34 To live and to die.


Yesterday we went to the lab for the nth time so that the tech might gather some of my mucky blood for analysis. My last trip to the lab was fine, but the results were incomplete. Apparently there was a problem with one of the samples that had to be shipped to Victoria so the results weren’t available to us. Samples requiring electrophoresis in their analysis are sent to Victoria. Apparently there have been some issues with the transport of samples. Maybe the samples coagulate on route, maybe they get lost. Who knows. All I know is that the results of these lab tests tell me how I’m doing and can give me confidence in asking the right questions of my oncology team. It’s okay this time because I just got a new set of tests. They’d better come back readable, that’s all I have to say about that. Hear me VIHA? Now, on to more important things.

I wrote this at the end of my blog post entitled Overdiagnosis? I promised to get back to it so here we go.

In my view, my destiny is to die. Like all other living things on this planet, living and dying are the same process and life depends on death for its continuation. No death, no life. I feel that in my very bones! That’s where my oncology team is doing battle with my own body to try to keep me alive a while longer.
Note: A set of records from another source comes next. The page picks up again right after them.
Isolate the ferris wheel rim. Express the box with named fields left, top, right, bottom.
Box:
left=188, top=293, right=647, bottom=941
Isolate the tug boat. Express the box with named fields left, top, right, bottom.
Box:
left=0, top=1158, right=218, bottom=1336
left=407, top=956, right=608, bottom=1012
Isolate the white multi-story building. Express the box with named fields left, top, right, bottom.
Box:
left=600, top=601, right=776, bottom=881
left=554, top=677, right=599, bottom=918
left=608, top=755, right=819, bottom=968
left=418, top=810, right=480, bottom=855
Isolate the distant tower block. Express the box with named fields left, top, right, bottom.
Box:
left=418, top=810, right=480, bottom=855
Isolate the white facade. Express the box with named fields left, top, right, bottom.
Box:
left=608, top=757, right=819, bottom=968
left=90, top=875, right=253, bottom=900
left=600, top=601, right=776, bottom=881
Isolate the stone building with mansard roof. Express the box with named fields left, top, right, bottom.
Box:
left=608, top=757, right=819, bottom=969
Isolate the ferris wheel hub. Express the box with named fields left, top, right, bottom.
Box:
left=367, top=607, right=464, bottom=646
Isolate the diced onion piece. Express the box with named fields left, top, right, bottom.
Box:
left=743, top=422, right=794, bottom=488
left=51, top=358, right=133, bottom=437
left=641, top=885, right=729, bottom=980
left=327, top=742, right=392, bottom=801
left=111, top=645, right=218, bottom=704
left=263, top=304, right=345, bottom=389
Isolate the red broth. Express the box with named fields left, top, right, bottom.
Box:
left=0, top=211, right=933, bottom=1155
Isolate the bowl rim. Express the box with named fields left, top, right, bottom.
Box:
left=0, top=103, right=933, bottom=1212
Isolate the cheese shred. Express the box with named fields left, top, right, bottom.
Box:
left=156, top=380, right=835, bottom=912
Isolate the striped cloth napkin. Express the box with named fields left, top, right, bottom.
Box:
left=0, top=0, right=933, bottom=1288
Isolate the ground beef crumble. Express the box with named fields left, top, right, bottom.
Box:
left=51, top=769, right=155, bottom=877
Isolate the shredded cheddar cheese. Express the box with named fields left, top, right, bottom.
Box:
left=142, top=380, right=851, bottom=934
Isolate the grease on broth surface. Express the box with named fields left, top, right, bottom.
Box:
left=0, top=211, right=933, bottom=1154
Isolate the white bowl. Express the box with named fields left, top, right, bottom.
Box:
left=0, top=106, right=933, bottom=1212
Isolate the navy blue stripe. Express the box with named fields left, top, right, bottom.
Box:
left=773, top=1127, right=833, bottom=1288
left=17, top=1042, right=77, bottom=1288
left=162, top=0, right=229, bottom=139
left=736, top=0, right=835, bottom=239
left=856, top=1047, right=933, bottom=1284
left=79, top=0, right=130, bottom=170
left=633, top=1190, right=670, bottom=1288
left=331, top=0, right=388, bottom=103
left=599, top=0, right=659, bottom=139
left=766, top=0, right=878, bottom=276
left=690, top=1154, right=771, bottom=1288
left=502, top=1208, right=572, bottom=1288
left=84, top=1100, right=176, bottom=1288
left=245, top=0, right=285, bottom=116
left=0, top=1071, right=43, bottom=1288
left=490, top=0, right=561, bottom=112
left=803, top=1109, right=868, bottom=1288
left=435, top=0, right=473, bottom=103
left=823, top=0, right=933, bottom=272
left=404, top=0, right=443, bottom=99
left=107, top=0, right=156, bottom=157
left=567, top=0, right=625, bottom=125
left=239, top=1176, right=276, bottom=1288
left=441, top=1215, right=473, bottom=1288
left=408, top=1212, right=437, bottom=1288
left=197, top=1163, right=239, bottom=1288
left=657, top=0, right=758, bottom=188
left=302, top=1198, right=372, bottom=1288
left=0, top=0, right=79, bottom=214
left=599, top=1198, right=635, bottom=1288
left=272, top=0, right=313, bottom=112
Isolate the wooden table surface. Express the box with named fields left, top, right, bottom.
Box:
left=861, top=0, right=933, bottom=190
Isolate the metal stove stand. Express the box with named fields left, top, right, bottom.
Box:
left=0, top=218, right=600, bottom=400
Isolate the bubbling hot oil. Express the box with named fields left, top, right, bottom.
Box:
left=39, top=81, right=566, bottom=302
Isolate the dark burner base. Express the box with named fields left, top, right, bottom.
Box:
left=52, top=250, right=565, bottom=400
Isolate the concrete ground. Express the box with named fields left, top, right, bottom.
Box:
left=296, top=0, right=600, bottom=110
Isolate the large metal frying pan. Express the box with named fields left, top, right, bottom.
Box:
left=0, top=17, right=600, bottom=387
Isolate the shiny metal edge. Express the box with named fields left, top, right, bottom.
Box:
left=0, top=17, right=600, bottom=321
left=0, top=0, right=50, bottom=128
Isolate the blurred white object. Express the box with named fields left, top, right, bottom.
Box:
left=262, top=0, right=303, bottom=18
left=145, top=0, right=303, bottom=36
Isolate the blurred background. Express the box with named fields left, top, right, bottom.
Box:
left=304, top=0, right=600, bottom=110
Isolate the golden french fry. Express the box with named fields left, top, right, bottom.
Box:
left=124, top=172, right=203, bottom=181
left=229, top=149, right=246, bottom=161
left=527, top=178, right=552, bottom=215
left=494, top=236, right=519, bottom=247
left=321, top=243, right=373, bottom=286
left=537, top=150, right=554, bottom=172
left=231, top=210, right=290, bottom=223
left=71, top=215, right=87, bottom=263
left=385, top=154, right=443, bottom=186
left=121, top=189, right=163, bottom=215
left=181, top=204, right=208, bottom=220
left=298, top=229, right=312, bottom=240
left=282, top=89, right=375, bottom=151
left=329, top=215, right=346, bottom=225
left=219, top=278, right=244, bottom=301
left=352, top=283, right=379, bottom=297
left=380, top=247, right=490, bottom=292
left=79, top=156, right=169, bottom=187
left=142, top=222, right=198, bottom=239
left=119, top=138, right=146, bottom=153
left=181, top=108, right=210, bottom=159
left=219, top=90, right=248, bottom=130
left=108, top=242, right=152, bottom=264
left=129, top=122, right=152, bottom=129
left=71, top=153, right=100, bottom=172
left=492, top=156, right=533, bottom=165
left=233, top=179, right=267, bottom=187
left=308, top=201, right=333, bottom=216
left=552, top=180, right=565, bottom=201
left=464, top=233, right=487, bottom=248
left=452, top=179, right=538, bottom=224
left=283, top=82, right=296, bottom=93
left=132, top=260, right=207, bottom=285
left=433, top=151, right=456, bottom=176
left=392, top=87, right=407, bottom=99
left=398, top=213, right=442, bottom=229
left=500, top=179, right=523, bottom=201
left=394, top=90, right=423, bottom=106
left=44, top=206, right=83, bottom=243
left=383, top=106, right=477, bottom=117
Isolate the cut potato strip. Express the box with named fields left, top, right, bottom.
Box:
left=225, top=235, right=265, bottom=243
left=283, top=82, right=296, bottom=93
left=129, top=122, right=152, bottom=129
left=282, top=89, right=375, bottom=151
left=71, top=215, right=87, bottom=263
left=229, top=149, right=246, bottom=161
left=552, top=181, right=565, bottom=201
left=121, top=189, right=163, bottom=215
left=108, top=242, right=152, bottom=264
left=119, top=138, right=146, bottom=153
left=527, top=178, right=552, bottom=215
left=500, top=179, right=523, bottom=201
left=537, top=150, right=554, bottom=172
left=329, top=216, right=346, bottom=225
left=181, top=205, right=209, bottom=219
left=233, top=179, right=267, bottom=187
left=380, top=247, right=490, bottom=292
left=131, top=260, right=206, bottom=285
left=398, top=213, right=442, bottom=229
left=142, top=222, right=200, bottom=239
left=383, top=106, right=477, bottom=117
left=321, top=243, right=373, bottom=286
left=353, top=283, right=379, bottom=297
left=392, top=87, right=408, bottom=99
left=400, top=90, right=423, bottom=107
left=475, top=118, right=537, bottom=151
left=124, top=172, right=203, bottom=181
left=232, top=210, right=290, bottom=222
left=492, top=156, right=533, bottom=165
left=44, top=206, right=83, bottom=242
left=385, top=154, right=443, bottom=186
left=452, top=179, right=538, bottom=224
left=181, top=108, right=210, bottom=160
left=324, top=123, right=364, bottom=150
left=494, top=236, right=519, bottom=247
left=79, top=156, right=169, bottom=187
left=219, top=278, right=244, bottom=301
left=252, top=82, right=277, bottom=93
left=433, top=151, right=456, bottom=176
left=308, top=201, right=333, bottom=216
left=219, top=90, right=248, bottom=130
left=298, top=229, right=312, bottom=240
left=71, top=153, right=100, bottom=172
Of course, eventually whatever the oncology team will do won’t be enough and I’ll die.

So, how exactly does the body shut down as it’s dying? Cancer may very well be one (a very important one) of the mechanisms that is ‘natural’ in its role in having us die. Maybe cancer is not the pathological evil that it’s made out to be. What would happen if cancer did not exist? How would we die then? What does it mean to die of natural causes? How can we figure that out?…I think science and medicine have a lot to learn about us yet.

So, let me address one question at a time. Our bodies are ephemeral things, programmed to ‘die’, which means programmed to return them to the pool of raw material available to other organisms as they organize matter into various structures, themselves programmed to ‘die’. The body ‘shuts down’ in a number of ways depending on circumstance at the time of death. If you get shot in the heart, the process is quick, but immediately cells ‘know’ what’s going on and act accordingly. When my mother died, the nurse in the care home where she lived explained that staff can tell when a person is close to death by looking at their feet and legs. The weaker the heart gets, the less it can pump blood to the extremities. That means that the feet, then the legs show progressive signs of blood loss, losing colour and tone. Maybe that will happen to me. Whatever the circumstances, our bodies are prepared for the moment of death and ‘know’ what to do. Our minds are another thing. I’ll get back to the mind in my next blog post.

Cancer is as natural a process as muscle building. In my case, the likely culprit in triggering my myeloma is an oncology gene, not a factor exterior to my person like an environmental carcinogen, and my immune system was likely complicit in making sure myeloma spread to all of my bone marrow. My bone marrow, it seems, just got tired of producing marrow and started to produce myeloma protein instead, crowding out the cells that produce hemoglobin and other healthy blood cells. I really don’t think that that is a pathological process. Pathology implies that there’s something wrong with the body breaking down and dying. There isn’t. Dying is as natural to us as being born. The problem is that our big brains have a hard time letting go so they unleash our minds in a futile battle against entropy. Ultimately, they deny death itself. We’ll get back to that next post.

I think it’s reasonable to ask the questions I pose above: What would happen if cancer did not exist? How would we die then? What does it mean to die of natural causes? If cancer and other ‘deadly diseases’ didn’t exist we’d die from other causes. Simple as that. So, if medicine eventually ‘cures’ cancer or heart disease, or stroke, it will just have to move on to do battle with whatever other cause is determined to kill us. Scientific medicine is based on a pathology model so is organized to do battle with disease and death. That means that it assumes that there are normal ways to be a human and pathological ways. The idea is to ‘fix’ the pathological ways to bring the human back to ‘normality’. Unfortunately, there is no way to fix death, although there are a variety of ways of conceiving of death (but that’s the subject of my next blog post.). So what would happen if science gave up on the pathology model? It would have to study what is ‘normal’ human development, and not be fixated on correcting what “goes wrong”. It would have to cease thinking of disease and death as evil. Of course, evolutionary models are gaining in importance and they aren’t pathologically based. Furthermore, I’m sensing glimmers of the recognition of the weaknesses in the pathology model in the medical clinic, but pathology is a strong draw and won’t likely go into abeyance anytime soon as a favourite basic framework for the practice of medicine. I figure that until science and medicine face reality, the suffering sometimes caused by attempts to prolong life will have to be closely scrutinized along with the Hippocratic oath, and we won’t be able to deal with death as a natural part of life. So where does that leave me?

I can tell you that I’m not convinced that chemotherapy is the best course of action for me. Yes, it will likely allow me to live longer, but how long? And in the meantime, I get obsessed by my lab results and Carolyn and I reckon time by where I am in my chemo cycle and how that makes me feel. Not sure that’s such a good thing.